The transposon had inserted after the 42nd N-terminal nucleotide of the flhF gene. Based on the predicted amino acid sequence, flhF codes for a 437-amino-acid protein (48 kDa molecular weight), which is hydrophilic, devoid of an N-terminal signal sequence, a helix–turn–helix motif, as well as transmembrane regions. The FlhF protein contains the three consensus sequences typical of GTP-binding proteins and is homologous to the signal recognition particle (SRP) pathway family of proteins (Dever et al., 1987; Carpenter et al., 1992; Wolin, 1994; De Gier et al., 1997). Among the Escherichia coli SRP proteins, FlhF resembles the receptor protein, FtsY, more than the signal recognition particle protein, Ffh. It has an overall 22% identity and 22% similarity to FtsY, with 32% identity and 50% similarity in the GTP-binding C-terminus region (data not shown).

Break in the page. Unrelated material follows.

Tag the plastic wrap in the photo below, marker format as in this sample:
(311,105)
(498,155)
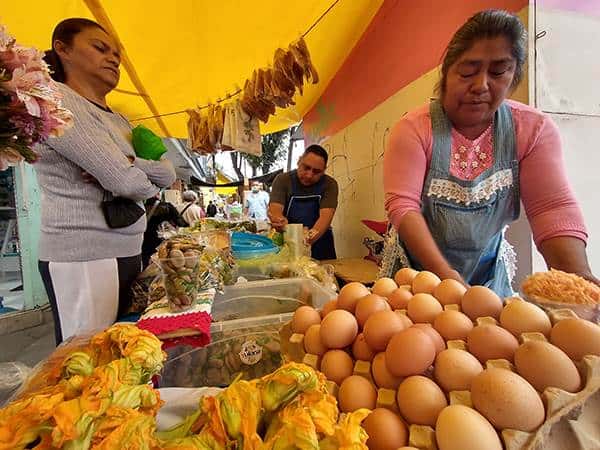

The flhF transposon does not have a polar effect

Given that the flhF gene is part of a large operon, it seemed prudent to ensure that the phenotype of MK107 results solely from the disruption of this gene. Reverse transcriptase–polymerase chain reaction (RT–PCR) and Western analyses were used to determine whether open reading frames (ORFs) downstream of the MK107 transposon-insertion site were expressed. RT–PCR products showed expression of all the ORFs whose transcription we looked for (C-terminus region of flhF, orfC and fliA;Fig. 1) in both MK107 and MK1; Western analysis confirmed that FliA was expressed to the same extent in both strains (data not shown).

MK107 shows altered motility and flagellar arrangement, which are restored by a wild-type flhF allele

As flhF is located in an operon concerned with cell motility and has been implicated in flagellar biogenesis, we investigated the motility of MK107. It failed to spread on motility plates, in contrast to the wild type (Fig. 2A and B, insets), and phase-contrast microscopy revealed that, although actively motile, it lacked directional movement. Electron micrographs showed that, unlike the wild-type polar location, the flagella in MK107 were randomly distributed on the cell surface (Fig. 2A and B); the cell shown in Fig. 2B has flagella only on one side, but other cells (Fig. 2E) showed a random distribution. MK107 also possessed on average more flagella per cell than MK1: 3.2 ± 0.5 versus 2 ± 0.3.

That the flhF gene was responsible for the altered motility and flagellar distribution of MK107 is confirmed by the fact that motility agar-spreading, directional motility, as well as polar flagellar location were restored in MK202 (i.e. strain MK107 containing a random insert of a single copy of the wild-type flhF allele on its chromosome; Table 1; Fig. 2C and inset). The average flagellar number also decreased in this strain to resemble the wild type, i.e. 2.6 ± 1 flagella per cell.

FlhF overproduction results in a large number of polar flagella

To determine the effect of overproduction of normal FlhF in strain MK107, we cloned the flhF gene in the pMMB67EH plasmid under the control of the tac promoter, constructing pSP5 and strain MK200 (i.e. MK107 containing pSP5; Table 1). Not only did MK200 regain polar flagella, it showed a marked increase in flagella per cell: 12 ± 2 (Fig. 2D). pMMB67EH, from which pSP5 is derived, generates five to eight copies per cell, and Western analysis showed an ≈ sixfold increase in FlhF levels in MK200 compared with MK201 (i.e. MK107 containing the pMMB67EH without the flhF gene; Table 1; data not shown). The results confirm that the FlhF protein directly or indirectly determines the polar flagellar location and show, in addition, that this protein is the limiting factor in determining the number of flagella per cell. Strain MK200 appeared to regain some directional motility, as judged by phase-contrast microscopy. Nevertheless, it did not spread on motility agar plates (Fig. 2D, inset). The control strain MK201 showed a flagellar arrangement and spread pattern similar to that of MK107 data not shown.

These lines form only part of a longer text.